Naam van Willem Sluiter licht nog lang op bij kerstliederen

op .

Scan 20241116k

Ook via kerstliederen komt aan het licht, dat het werk van dichter Willem Sluiter langer heeft nageklonken dan begin deze eeuw werd gedacht. In 1979 verscheen nog het bundeltje Komt laat ons met de herders gaan, met enkele ‘gereformeerde’ kerstliederen uit de 17e en de 18e eeuw. De titel is ontleend aan een Sluiterlied en voorop prijkt één van de bekende negen prenten van Jan Luyken uit Sluiterbundels.

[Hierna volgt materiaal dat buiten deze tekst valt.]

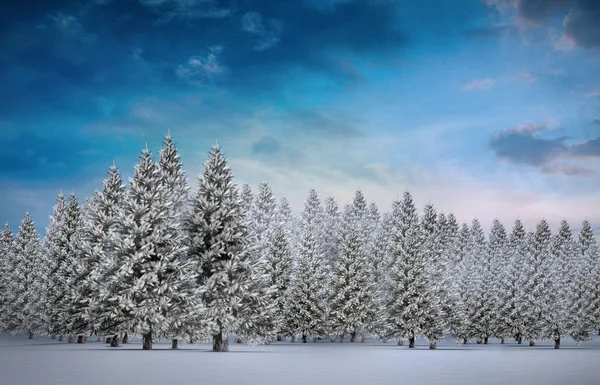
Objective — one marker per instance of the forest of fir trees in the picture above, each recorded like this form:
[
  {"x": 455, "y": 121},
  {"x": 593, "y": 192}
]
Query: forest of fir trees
[{"x": 159, "y": 260}]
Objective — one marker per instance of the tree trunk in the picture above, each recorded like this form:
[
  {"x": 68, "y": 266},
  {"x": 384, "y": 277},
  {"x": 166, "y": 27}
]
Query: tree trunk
[
  {"x": 147, "y": 341},
  {"x": 220, "y": 342}
]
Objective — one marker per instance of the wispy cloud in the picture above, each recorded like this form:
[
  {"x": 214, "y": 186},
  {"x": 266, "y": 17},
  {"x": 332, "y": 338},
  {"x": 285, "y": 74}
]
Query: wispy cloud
[{"x": 479, "y": 84}]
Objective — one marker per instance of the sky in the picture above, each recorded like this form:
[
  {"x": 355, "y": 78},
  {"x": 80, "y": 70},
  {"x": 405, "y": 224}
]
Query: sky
[{"x": 483, "y": 108}]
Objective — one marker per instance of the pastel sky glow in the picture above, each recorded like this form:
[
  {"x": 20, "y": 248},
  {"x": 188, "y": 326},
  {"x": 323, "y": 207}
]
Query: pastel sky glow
[{"x": 484, "y": 108}]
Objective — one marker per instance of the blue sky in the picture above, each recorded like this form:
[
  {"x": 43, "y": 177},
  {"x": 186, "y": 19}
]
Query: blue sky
[{"x": 483, "y": 108}]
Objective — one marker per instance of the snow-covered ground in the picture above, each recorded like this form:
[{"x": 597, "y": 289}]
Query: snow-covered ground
[{"x": 43, "y": 361}]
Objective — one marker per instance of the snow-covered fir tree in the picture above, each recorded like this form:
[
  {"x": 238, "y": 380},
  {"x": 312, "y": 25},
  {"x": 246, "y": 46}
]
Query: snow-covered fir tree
[
  {"x": 513, "y": 279},
  {"x": 96, "y": 253},
  {"x": 560, "y": 294},
  {"x": 148, "y": 276},
  {"x": 407, "y": 281},
  {"x": 175, "y": 187},
  {"x": 63, "y": 273},
  {"x": 6, "y": 243},
  {"x": 279, "y": 270},
  {"x": 26, "y": 291},
  {"x": 536, "y": 286},
  {"x": 221, "y": 259},
  {"x": 353, "y": 303},
  {"x": 305, "y": 314},
  {"x": 495, "y": 269},
  {"x": 582, "y": 304},
  {"x": 480, "y": 303},
  {"x": 460, "y": 286}
]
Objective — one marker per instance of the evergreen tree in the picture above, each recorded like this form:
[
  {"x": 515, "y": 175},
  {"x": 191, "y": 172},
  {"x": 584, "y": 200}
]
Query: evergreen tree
[
  {"x": 175, "y": 187},
  {"x": 96, "y": 252},
  {"x": 305, "y": 314},
  {"x": 221, "y": 259},
  {"x": 25, "y": 290},
  {"x": 63, "y": 274},
  {"x": 560, "y": 267},
  {"x": 497, "y": 247},
  {"x": 147, "y": 274},
  {"x": 431, "y": 258},
  {"x": 513, "y": 281},
  {"x": 6, "y": 244},
  {"x": 535, "y": 300},
  {"x": 460, "y": 286},
  {"x": 479, "y": 300},
  {"x": 353, "y": 303},
  {"x": 279, "y": 271},
  {"x": 407, "y": 282},
  {"x": 582, "y": 310}
]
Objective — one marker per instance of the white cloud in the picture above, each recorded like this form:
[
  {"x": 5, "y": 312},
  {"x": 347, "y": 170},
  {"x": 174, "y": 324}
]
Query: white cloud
[{"x": 479, "y": 84}]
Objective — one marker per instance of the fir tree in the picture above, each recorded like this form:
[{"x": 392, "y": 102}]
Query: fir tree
[
  {"x": 221, "y": 258},
  {"x": 147, "y": 271},
  {"x": 513, "y": 281},
  {"x": 494, "y": 272},
  {"x": 407, "y": 282},
  {"x": 353, "y": 305},
  {"x": 535, "y": 300},
  {"x": 305, "y": 314},
  {"x": 63, "y": 274},
  {"x": 175, "y": 187},
  {"x": 560, "y": 267},
  {"x": 460, "y": 286},
  {"x": 6, "y": 244},
  {"x": 25, "y": 290},
  {"x": 479, "y": 301}
]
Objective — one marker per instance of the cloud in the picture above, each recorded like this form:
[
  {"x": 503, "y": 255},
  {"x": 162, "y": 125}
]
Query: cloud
[
  {"x": 523, "y": 145},
  {"x": 525, "y": 77},
  {"x": 581, "y": 22},
  {"x": 269, "y": 37},
  {"x": 479, "y": 84}
]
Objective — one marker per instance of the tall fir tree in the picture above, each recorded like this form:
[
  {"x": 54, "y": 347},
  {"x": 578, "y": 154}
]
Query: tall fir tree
[
  {"x": 221, "y": 259},
  {"x": 536, "y": 288},
  {"x": 513, "y": 280},
  {"x": 6, "y": 246},
  {"x": 26, "y": 294},
  {"x": 561, "y": 285},
  {"x": 495, "y": 269},
  {"x": 175, "y": 187},
  {"x": 306, "y": 312},
  {"x": 63, "y": 274},
  {"x": 407, "y": 282},
  {"x": 148, "y": 277}
]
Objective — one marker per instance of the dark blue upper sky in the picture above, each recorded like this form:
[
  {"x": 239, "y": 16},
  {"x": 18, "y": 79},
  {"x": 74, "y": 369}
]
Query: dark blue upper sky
[{"x": 486, "y": 108}]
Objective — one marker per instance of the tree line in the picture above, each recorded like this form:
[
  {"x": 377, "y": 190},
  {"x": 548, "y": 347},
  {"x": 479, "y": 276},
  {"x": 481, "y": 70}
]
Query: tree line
[{"x": 157, "y": 260}]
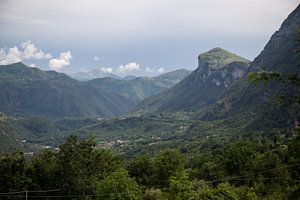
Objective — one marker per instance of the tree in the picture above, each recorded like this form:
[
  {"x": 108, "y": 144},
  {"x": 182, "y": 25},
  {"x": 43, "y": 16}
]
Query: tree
[
  {"x": 167, "y": 163},
  {"x": 222, "y": 192},
  {"x": 45, "y": 170},
  {"x": 118, "y": 186},
  {"x": 81, "y": 165},
  {"x": 142, "y": 169},
  {"x": 180, "y": 187},
  {"x": 15, "y": 173},
  {"x": 152, "y": 194}
]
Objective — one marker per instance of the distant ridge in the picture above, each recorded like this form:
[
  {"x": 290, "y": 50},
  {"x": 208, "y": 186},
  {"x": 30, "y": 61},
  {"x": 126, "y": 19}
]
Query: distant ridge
[
  {"x": 32, "y": 92},
  {"x": 217, "y": 70}
]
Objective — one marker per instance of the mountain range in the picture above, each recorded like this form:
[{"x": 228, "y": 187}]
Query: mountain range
[
  {"x": 217, "y": 71},
  {"x": 173, "y": 108}
]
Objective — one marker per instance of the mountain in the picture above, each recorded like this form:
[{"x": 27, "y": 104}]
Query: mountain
[
  {"x": 129, "y": 78},
  {"x": 27, "y": 133},
  {"x": 258, "y": 102},
  {"x": 217, "y": 71},
  {"x": 140, "y": 88},
  {"x": 31, "y": 92},
  {"x": 93, "y": 74}
]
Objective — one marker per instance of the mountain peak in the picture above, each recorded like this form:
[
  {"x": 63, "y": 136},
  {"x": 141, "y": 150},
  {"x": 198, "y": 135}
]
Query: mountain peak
[{"x": 218, "y": 58}]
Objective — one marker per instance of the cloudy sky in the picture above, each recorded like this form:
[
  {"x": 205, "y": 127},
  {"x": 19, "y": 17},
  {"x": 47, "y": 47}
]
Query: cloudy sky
[{"x": 141, "y": 37}]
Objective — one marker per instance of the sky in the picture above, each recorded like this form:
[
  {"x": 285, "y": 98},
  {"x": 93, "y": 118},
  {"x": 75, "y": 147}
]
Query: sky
[{"x": 138, "y": 37}]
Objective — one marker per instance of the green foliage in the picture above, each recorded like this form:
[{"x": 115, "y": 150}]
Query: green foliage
[
  {"x": 142, "y": 169},
  {"x": 167, "y": 163},
  {"x": 14, "y": 173},
  {"x": 222, "y": 192},
  {"x": 180, "y": 187},
  {"x": 118, "y": 186},
  {"x": 152, "y": 194}
]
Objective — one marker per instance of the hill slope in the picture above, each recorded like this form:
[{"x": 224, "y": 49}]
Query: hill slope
[
  {"x": 31, "y": 92},
  {"x": 257, "y": 101},
  {"x": 217, "y": 70},
  {"x": 139, "y": 88}
]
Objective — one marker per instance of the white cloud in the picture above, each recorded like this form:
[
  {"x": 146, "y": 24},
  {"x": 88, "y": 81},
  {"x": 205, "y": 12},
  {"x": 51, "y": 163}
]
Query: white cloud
[
  {"x": 31, "y": 51},
  {"x": 96, "y": 58},
  {"x": 107, "y": 70},
  {"x": 12, "y": 56},
  {"x": 27, "y": 50},
  {"x": 129, "y": 67},
  {"x": 149, "y": 69},
  {"x": 154, "y": 70},
  {"x": 63, "y": 60},
  {"x": 161, "y": 70},
  {"x": 33, "y": 65}
]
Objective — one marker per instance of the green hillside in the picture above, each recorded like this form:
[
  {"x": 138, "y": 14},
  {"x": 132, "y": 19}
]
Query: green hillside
[
  {"x": 31, "y": 92},
  {"x": 139, "y": 88},
  {"x": 217, "y": 71}
]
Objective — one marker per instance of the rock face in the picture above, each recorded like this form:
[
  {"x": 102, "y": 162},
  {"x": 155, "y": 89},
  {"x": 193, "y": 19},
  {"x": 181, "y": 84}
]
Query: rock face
[
  {"x": 217, "y": 70},
  {"x": 257, "y": 101}
]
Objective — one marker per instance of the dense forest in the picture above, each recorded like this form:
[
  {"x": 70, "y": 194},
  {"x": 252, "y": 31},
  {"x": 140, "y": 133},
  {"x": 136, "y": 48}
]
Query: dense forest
[
  {"x": 250, "y": 170},
  {"x": 236, "y": 135}
]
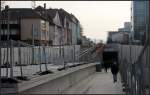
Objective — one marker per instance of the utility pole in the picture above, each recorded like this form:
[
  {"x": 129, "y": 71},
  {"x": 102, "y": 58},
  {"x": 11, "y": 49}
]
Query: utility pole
[
  {"x": 0, "y": 46},
  {"x": 8, "y": 35},
  {"x": 45, "y": 37},
  {"x": 32, "y": 44}
]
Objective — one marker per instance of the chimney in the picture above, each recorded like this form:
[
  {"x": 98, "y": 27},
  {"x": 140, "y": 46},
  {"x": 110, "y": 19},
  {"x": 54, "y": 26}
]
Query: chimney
[
  {"x": 6, "y": 7},
  {"x": 44, "y": 5}
]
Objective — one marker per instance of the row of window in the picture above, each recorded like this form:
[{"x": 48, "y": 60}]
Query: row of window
[{"x": 12, "y": 31}]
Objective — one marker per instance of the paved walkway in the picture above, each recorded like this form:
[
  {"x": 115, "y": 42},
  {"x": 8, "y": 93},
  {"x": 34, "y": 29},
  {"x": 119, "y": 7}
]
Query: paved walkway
[{"x": 98, "y": 83}]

Over het genoemde kerstlied stond een verhaal in een artikel van streekschrijver Hendrik Odink (1889-1973) uit Eibergen, dat op 24 december 1935 werd gepubliceerd in christelijk-historisch dagblad De Nederlander. Hij sloot zijn stuk, onder de titel De aankondiging van het kerstfeest in den Achterhoek, af met het vertellen over de kerstgroet die de koster in Eibergen eens bracht op kerstavond. Eibergenaren zongen aansluitend op straat in groepjes Sluiterliederen. Vooral geliefd bij hen was het lied Komt laat ons met de herders gaan.

Weerklank in de harten

Nog uitvoeriger ging Odink in op dit oude gebruik met het artikel De Kerstzang bij onze Achterhoekse dichter Willem Sluiter, op 24 december 1957 in Twentsch dagblad Tubantia. Bij Sluiters lied op de ‘Blijde geboorte van Christus’ tekende Odink aan: “Zijn lied heeft niet de bekoring van de middeleeuwse Kerstleysen, noch de schoonheid, die we vinden bij Vondel, al heeft hij ze ongetwijfeld beide gekend, zijn geestelijke horizon was wijder dan de boerengemeente daar aan de grens van het vaderland. (…) Dit neemt niet weg dat we, wat Sluiter aangaat, zijn liederen niet enkel vrome rijmen mogen noemen; dikwijls treft hij door eenvoud en naïviteit, die weerklank vonden in de harten van zijn volk.”

‘Geslaagde volksliederen’

In de ogen van Odink mochten veel van Sluiters gedichten “zeer zeker tot de goed geslaagde volksliederen gerekend worden”: “want meer dan twee eeuwen zijn die zangen hier in het land van de Nedersaksen, waar ook hij geboren was, niet alleen gelezen en herlezen, maar ook en wel vooral gezongen. Wat Sluiter dichtte en zong, roerde en bewoog ook zijn volk, waarmee hij was opgegroeid, temidden waarvan hij leefde en werkte — en sprak ook nadat hij gestorven was.”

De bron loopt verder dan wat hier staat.